The next day, Saturday, I woke up in Jenny's bed and we went out for breakfast at Lucky's, eggs benedict, delicious, and meandered over to my room to spend the afternoon huddled together on the floor next to the space heater. We made up the plans to see that animated French film L'Illusioniste at The Crest Theatre and we liked it very much. Along the way we happened across an odd-smelling basement thrift store, Old Soul for tea and the aisles of Office Max while I bought a memory card for the Nikon. After the movie, I walked Jenny back to her apartment and we listened to the Velvet Underground and Kings of Leon albums that I bought her for her birthday, watched This American Life, and made plans to have a bonfire at my house to celebrate Sean's news.

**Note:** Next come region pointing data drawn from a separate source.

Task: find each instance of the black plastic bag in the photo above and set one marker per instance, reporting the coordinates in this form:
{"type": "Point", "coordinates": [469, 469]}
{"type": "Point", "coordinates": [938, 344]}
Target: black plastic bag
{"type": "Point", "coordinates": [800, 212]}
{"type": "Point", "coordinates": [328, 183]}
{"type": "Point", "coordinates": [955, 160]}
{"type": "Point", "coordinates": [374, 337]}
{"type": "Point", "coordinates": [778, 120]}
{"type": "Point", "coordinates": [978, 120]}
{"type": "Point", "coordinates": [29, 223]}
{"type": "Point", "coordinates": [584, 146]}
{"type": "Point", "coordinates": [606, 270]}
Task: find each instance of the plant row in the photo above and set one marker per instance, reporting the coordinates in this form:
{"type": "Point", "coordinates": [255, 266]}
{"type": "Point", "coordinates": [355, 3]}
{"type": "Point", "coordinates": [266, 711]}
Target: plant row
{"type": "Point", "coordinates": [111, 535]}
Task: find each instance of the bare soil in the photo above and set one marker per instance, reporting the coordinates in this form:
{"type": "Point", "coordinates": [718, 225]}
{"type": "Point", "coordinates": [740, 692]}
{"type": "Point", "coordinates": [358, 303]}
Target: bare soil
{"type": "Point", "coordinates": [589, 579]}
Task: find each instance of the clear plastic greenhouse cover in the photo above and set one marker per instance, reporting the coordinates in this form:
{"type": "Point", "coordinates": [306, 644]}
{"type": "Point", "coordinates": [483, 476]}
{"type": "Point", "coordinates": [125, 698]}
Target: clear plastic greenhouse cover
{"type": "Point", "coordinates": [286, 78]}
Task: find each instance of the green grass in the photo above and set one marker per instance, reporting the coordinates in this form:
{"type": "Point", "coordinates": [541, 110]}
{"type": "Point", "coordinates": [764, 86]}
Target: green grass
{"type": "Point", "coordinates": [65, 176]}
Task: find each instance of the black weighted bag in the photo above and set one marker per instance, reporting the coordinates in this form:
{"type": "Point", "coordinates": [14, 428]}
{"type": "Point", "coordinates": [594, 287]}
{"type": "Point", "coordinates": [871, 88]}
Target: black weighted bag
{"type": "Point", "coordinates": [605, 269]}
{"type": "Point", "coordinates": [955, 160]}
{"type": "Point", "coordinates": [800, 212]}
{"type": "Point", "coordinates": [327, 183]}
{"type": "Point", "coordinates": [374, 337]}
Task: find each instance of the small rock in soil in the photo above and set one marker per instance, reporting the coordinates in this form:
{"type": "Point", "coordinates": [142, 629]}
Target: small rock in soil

Sean is moving to San Diego soon to live with his sister.

Can't say I'm not sad, but I'm also very happy for him.

So yesterday after I got back from the Bay Area and put my stuff down in my room, I cleaned and showered, then walked over to Old Soul to get my paycheck. I saw the girl who looks like Amy Adams, but couldn't remember her real name, then felt dumb for calling her Amy Adams (she gets that a lot). Nick was talking to Don about classical music. I said hello to Joe, then saw Sierra sitting in the corner, reading, and I said hello to her, too. She's the girl who works at Jack's Urban Eats and Peet's Coffee, who I haven't seen in a couple weeks. Then I bounced over to the ATM. 

Passing back by Old Soul on my way home with a grilled chicken sandwich from Crepeville, I bumped into Jade in the alleyway. She's downright gorgeous and very sweet and we talked for a minute about her growing up in Ashland and moving to Sacramento with her then-boyfriend (who I think was triple-americano Gary, if I'm not mistaken) and the cold weather. Then Sierra comes walking up and asks Jade for a cigarette and I hang out with them until they're done smoking and we watch the daily bird migration that takes place overhead every dusk. A nice random little interaction. Jade seems cool. I excuse myself to go home and eat my sandwich and prepare for Jenny's party. 

Girls like Jade make me realize I'm not entirely ready to fall in love.

But when I'm with Jenny, my mind is all Jenny, and it's Jenny that I want. Each day spent with her makes me lose attraction to other women. Instead I take pride in my urge to isolate the attention I give to Jenny, and I feel poised to make that decision. If that's love, then that's love, but it's what I want to do and I'm just following this feeling for better or for worse.